= Peter Ruehl =

US-Australian newspaper columnist (1947–2011)

Vincent Peter Ruehl (29 March 1947 – 11 April 2011) was an American-born Australian newspaper columnist, best known for the humorous column he wrote thrice weekly for The Australian Financial Review, in which he offered an American view on life in Australia. During his career, he also contributed to The Australian and the Herald Sun.

==Biography==
Ruehl was born in New York City to Mercedes J. Ruehl, a schoolteacher, and Vincent Ruehl, an FBI agent. His father was of German and Irish descent and his mother was of Cuban and Irish descent. The family frequently moved during his childhood owing to Vincent Ruehl's assignments with the FBI, and lived in other states including Silver Spring, Maryland. He and his sister, Mercedes (who became an Academy Award-winning actress), were raised Catholic.

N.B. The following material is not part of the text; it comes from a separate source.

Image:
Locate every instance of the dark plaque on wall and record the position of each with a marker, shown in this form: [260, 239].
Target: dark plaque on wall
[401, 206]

Ruehl was educated at Gonzaga College High School in Washington, D.C., and later moved to Annapolis. He studied at the University of Maryland and worked as a court reporter for The Baltimore Sun. In 1983, the paper asked him to provide coverage of the 1983 America's Cup in Newport, Rhode Island, during which time he met his future wife, fellow journalist Jennifer Hewett, who had been assigned to the same event by The Sydney Morning Herald. They married and then moved to Australia in 1987. His first piece of journalism in Australia was his coverage of the 1987 America's Cup for the Australian Financial Review, a paper for which he continued to write for most of his career. It was his satirical column in this paper that brought recognition, leading Roger Johnstone (chief executive of the Financial Review Group) to praise him as a "one of a kind in Australian journalism".

After his death, a collection of his columns between November 1993 and April 2011 was published as a book in Men are Stupid, Woman are Crazy.

==Family and personal life==
At the time of his death, Ruehl lived in the eastern Sydney suburb of Clovelly with Hewett and their children, Mercedes, John and Tom. According to colleague Colleen Ryan, Ruehl had a few close select friends and "could be quite introverted", preferring to spend time with his family or writing.